What then does it mean to submit to God? The word submit was used as a military term that meant ‘to rank under.’ It refers to one coming under the sovereign authority of God, which means obeying His word, following His word, and denying self. However, we can only submit ourselves to God, when we are first humble (as verse James 4:6 indicates a need for) because it is then that we recognize not just our need for Him, but also that He is worthy of more honor than we are.
The second part of the verse is the second in the series of commands, which is to resist the devil and he will flee from you. This particular Greek word (ἀνθίστημι anthístēmi) which is to stand against. If one is not submitting to God, they are then a child of the devil (John 8:43-44). As a result, submitting to God and resisting the devil go together. As one who is called to submit to God, one must seek to resist the devil, fleeing from his enticements and ways. “What are we to do? The answer is as clear as the noonday sun: stop submitting to the devil and start submitting to God! If we will resist the devil, he will flee. If we draw near to God, he will draw near to us!”
Examination & Application of the Text: It is easy to ask, “How do I stand against the devil?” If we work backwards in the text, we learn some steps to how we can resist him. The flow of logic goes something like this:
1) How can one resist the devil (verse 7b)? By submitting to God (verse 7a).
2) How does one submit to God (verse 7a)? By being humble (verse 6b).
3) How can one be humble (verse 6b)? Through God’s grace (verse 6a).
4) How does one find God’s grace (verse 6a)? By denying self (verse 5) and denying the world (verse 4).

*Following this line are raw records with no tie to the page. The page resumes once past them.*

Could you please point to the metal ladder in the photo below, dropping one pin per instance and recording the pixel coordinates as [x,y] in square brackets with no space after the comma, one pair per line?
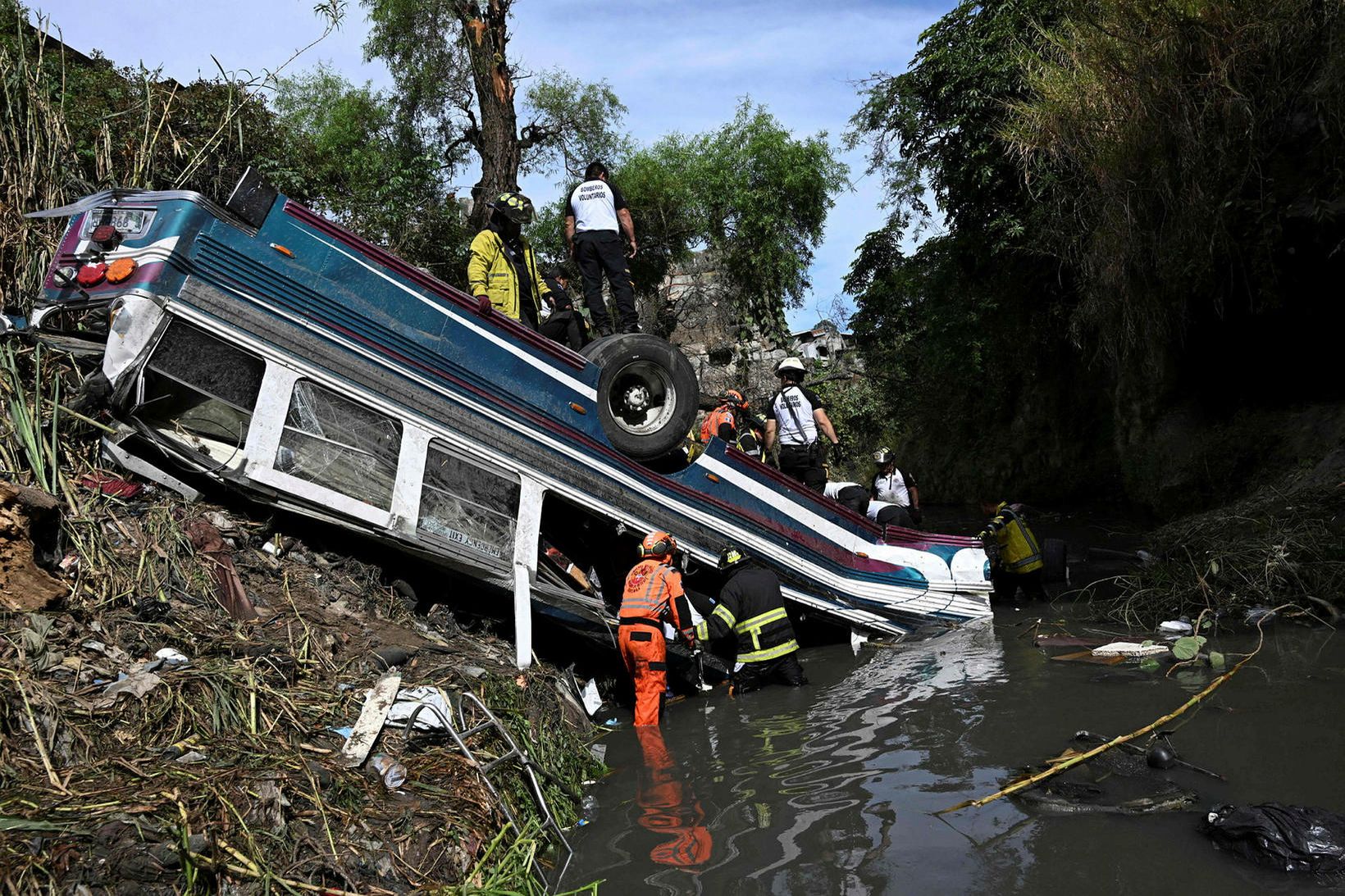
[462,734]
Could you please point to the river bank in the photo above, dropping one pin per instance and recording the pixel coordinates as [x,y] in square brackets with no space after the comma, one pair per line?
[176,707]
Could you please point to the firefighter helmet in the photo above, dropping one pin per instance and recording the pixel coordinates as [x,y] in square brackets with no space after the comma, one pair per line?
[514,206]
[658,544]
[731,557]
[733,397]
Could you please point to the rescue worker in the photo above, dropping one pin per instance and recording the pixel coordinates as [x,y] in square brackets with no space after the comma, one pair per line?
[848,494]
[750,607]
[796,420]
[563,325]
[502,270]
[893,486]
[721,421]
[595,222]
[1016,558]
[653,596]
[888,514]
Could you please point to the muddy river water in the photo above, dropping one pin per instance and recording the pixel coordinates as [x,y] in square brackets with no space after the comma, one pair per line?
[830,789]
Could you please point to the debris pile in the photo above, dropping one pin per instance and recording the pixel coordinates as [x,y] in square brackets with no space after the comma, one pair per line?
[174,707]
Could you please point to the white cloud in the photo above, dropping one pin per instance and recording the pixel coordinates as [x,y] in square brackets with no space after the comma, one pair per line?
[678,65]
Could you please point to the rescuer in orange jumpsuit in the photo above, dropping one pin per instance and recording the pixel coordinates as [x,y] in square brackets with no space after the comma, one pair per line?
[668,806]
[723,421]
[653,596]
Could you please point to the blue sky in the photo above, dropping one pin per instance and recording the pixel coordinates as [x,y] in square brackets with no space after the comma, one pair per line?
[678,65]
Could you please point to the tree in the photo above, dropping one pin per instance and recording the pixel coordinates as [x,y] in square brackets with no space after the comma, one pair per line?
[349,152]
[454,73]
[1195,153]
[750,194]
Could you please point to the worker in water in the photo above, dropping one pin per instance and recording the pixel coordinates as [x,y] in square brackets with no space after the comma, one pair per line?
[848,494]
[750,607]
[888,514]
[895,487]
[668,806]
[723,421]
[596,221]
[800,424]
[653,596]
[500,270]
[563,323]
[1014,552]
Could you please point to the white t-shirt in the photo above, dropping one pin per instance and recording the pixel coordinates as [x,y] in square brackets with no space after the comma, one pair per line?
[892,489]
[594,206]
[792,408]
[832,489]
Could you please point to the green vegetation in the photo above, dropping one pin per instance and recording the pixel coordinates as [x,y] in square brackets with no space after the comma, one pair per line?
[750,194]
[1132,207]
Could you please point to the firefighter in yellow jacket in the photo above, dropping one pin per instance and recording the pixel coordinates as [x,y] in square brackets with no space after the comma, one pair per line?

These steps probably oversimplify the information of these verses. There is much that is intertwined, working together to bring each of us before the Father in submission and humility. However, the idea to recognize is that in order to resist the devil, you must draw near to God in submission. This aspect requires that a person deny themselves and come before God in humility, recognizing the sovereignty of God over the world, and thus denying the world’s ways.
 Spiros Zodhiates, Faith, Love, & Hope: An Exposition of the Epistle of James, Exegetical Commentary Series (Chattanooga, TN: AMG Publishers, 1999), Jas 4:7.
 John MacArthur Jr, James, MacArthur New Testament Commentary, (Chicago: Moody Press, 1998), 204.
 Thomas D. Lea, Hebrews, James, Holman New Testament Commentary (Nashville: Broadman & Holman Publishers, 1999), 321.
 Spiros Zodhiates, The Complete Word Study Dictionary: New Testament (Chattanooga, TN: AMG Publishers, 2000), Entry #436.
 Roger Ellsworth, Opening up James, Opening Up Commentary (Leominster: Day One Publications, 2009), 132.